News Release

Study provides crucial new information about how the ice ages came about

Peer-Reviewed Publication

University of Southampton

An international team of scientists has discovered new relationships between deep-sea temperature and ice-volume changes to provide crucial new information about how the ice ages came about.

Researchers from the University of Southampton, the National Oceanography Centre and the Australian National University developed a new method for determining sea-level and deep-sea temperature variability over the past 5.3 million years. It provides new insight into the climatic relationships that caused the development of major ice-age cycles during the past two million years.

The researchers found, for the first time, that the long-term trends in cooling and continental ice-volume cycles over the past 5.3 million years were not the same. In fact, for temperature the major step toward the ice ages that have characterised the past two to three million years was a cooling event at 2.7 million years ago, but for ice-volume the crucial step was the development of the first intense ice age at around 2.15 million years ago. Before these results, these were thought to have occurred together at about 2.5 million years ago.

The results are published in the scientific journal Nature.

Co-author Dr Gavin Foster, from Ocean and Earth Science at the University of Southampton, says: "Our work focused on the discovery of new relationships within the natural Earth system. In that sense, the observed decoupling of temperature and ice-volume changes provides crucial new information for our understanding of how the ice ages developed.

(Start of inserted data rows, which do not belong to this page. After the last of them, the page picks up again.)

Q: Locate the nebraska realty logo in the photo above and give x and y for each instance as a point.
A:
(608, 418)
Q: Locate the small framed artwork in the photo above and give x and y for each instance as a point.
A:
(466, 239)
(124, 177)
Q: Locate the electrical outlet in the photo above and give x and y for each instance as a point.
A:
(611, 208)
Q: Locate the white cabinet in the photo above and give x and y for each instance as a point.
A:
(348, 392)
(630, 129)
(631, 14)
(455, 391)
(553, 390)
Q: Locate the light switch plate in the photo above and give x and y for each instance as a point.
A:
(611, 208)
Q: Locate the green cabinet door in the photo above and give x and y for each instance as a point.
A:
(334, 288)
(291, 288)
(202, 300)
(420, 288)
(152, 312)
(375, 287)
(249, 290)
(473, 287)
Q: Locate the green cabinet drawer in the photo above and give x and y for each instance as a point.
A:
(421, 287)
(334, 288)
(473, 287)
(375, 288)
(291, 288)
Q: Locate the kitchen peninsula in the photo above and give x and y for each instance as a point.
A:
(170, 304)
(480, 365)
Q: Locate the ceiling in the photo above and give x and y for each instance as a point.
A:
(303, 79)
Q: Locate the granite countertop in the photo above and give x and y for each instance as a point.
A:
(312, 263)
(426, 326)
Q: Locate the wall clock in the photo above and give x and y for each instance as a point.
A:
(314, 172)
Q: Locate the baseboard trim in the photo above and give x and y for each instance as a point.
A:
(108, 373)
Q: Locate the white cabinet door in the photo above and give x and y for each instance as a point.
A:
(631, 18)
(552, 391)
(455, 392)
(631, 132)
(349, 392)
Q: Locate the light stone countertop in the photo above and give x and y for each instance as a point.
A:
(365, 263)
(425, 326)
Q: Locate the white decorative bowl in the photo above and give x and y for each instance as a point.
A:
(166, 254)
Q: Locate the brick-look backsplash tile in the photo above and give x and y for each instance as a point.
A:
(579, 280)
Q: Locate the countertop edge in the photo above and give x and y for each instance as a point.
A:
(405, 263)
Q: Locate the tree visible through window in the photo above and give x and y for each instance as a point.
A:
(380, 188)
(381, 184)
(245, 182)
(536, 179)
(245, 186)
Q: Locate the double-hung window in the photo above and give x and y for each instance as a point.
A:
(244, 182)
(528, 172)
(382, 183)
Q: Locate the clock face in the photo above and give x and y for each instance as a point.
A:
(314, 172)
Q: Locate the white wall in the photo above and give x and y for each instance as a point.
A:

"However, there are wider implications too. For example, a more refined sea-level record over millions of years is commercially interesting because it allows a better understanding of coastal sediment sequences that are relevant to the petroleum industry. Our record is also of interest to climate policy developments, because it opens the door to detailed comparisons between past atmospheric CO2 concentrations, global temperatures, and sea levels, which has enormous value to long-term future climate projections."

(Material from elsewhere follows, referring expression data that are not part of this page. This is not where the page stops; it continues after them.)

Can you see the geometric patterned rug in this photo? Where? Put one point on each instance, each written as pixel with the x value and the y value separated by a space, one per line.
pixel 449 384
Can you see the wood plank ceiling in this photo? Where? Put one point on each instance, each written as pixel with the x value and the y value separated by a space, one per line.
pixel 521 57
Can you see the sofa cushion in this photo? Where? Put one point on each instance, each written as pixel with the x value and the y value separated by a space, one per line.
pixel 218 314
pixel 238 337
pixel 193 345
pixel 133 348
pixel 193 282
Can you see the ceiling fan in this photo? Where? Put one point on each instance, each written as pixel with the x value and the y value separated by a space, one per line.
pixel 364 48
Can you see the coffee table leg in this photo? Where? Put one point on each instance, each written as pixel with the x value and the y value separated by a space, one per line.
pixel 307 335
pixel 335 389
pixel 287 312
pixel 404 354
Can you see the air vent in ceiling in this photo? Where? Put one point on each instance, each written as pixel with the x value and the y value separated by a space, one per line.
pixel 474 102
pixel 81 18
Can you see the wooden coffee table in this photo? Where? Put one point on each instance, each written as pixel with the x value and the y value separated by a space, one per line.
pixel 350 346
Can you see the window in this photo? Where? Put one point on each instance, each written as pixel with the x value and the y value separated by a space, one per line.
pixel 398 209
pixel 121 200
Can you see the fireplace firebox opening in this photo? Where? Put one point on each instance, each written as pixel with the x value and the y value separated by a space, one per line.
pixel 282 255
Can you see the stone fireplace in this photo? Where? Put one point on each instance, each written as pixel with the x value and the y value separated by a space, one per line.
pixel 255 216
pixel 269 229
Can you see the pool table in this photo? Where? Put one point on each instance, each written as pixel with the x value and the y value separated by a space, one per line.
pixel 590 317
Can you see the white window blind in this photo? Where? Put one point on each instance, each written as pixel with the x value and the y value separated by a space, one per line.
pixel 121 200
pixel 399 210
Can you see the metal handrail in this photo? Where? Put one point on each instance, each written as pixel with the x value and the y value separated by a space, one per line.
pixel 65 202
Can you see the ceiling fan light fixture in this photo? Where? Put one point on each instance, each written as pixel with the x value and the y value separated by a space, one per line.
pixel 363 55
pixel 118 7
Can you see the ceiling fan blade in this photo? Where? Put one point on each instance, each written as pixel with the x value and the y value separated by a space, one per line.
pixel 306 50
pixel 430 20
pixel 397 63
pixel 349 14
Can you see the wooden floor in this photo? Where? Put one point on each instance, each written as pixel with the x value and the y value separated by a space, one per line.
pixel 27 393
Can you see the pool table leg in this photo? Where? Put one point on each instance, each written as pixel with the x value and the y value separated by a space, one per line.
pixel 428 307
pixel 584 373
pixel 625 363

The team used records of oxygen isotope ratios (which provide a record of ancient water temperature) from microscopic plankton fossils recovered from the Mediterranean Sea, spanning the last 5.3 million years. This is a particularly useful region because the oxygen isotopic composition of the seawater is largely determined by the flow of water through the Strait of Gibraltar, which in turn is sensitive to changes in global sea level – in a way like the pinching of a hosepipe.

As continental ice sheets grew during the ice ages, flow through the Strait of Gibraltar was reduced, causing measurable increases in the oxygen isotope O-18 (8 protons and 10 neutrons) relative to O-16 (8 protons and 8 neutrons) in Mediterranean waters, which became preserved in the shells of the ancient plankton. Using long drill cores and uplifted sections of sea-floor sediments, previous work had analysed such microfossil-based oxygen isotope records from carefully dated sequences.

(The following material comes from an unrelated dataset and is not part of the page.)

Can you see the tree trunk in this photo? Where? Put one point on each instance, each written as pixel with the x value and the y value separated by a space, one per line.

The current study added a numerical model for calculating water exchange through the Strait of Gibraltar as a function of sea-level change, which allowed the microfossil records to be used as a sensitive recorder of global sea-level changes. The new sea-level record was then used in combination with existing deep-sea oxygen isotope records from the open ocean, to work out deep-sea temperature changes.

Lead author, Professor Eelco Rohling of Australian National University, says: "This is the first step for reconstructions from the Mediterranean records. Our previous work has developed and refined this technique for Red Sea records, but in that location it is restricted to the last half a million years because there are no longer drill cores. In the Mediterranean, we could take it down all the way to 5.3 million years ago. There are uncertainties involved, so we included wide-ranging assessments of these, as well as pointers to the most promising avenues for improvement. This work lays the foundation for a concentrated effort toward refining and improving the new sea-level record."

Noting the importance of the Strait of Gibraltar to the analysis, co-author Dr Mark Tamisiea from the National Oceanography Centre, Southampton adds: "Flow through the Strait will depend not only on the ocean's volume, but also on how the land in the region moves up and down in response to the changing water levels. We use a global model of changes in the ocean and the ice sheets to estimate the deformation and gravity changes in the region, and how that will affect our estimate of global sea-level change."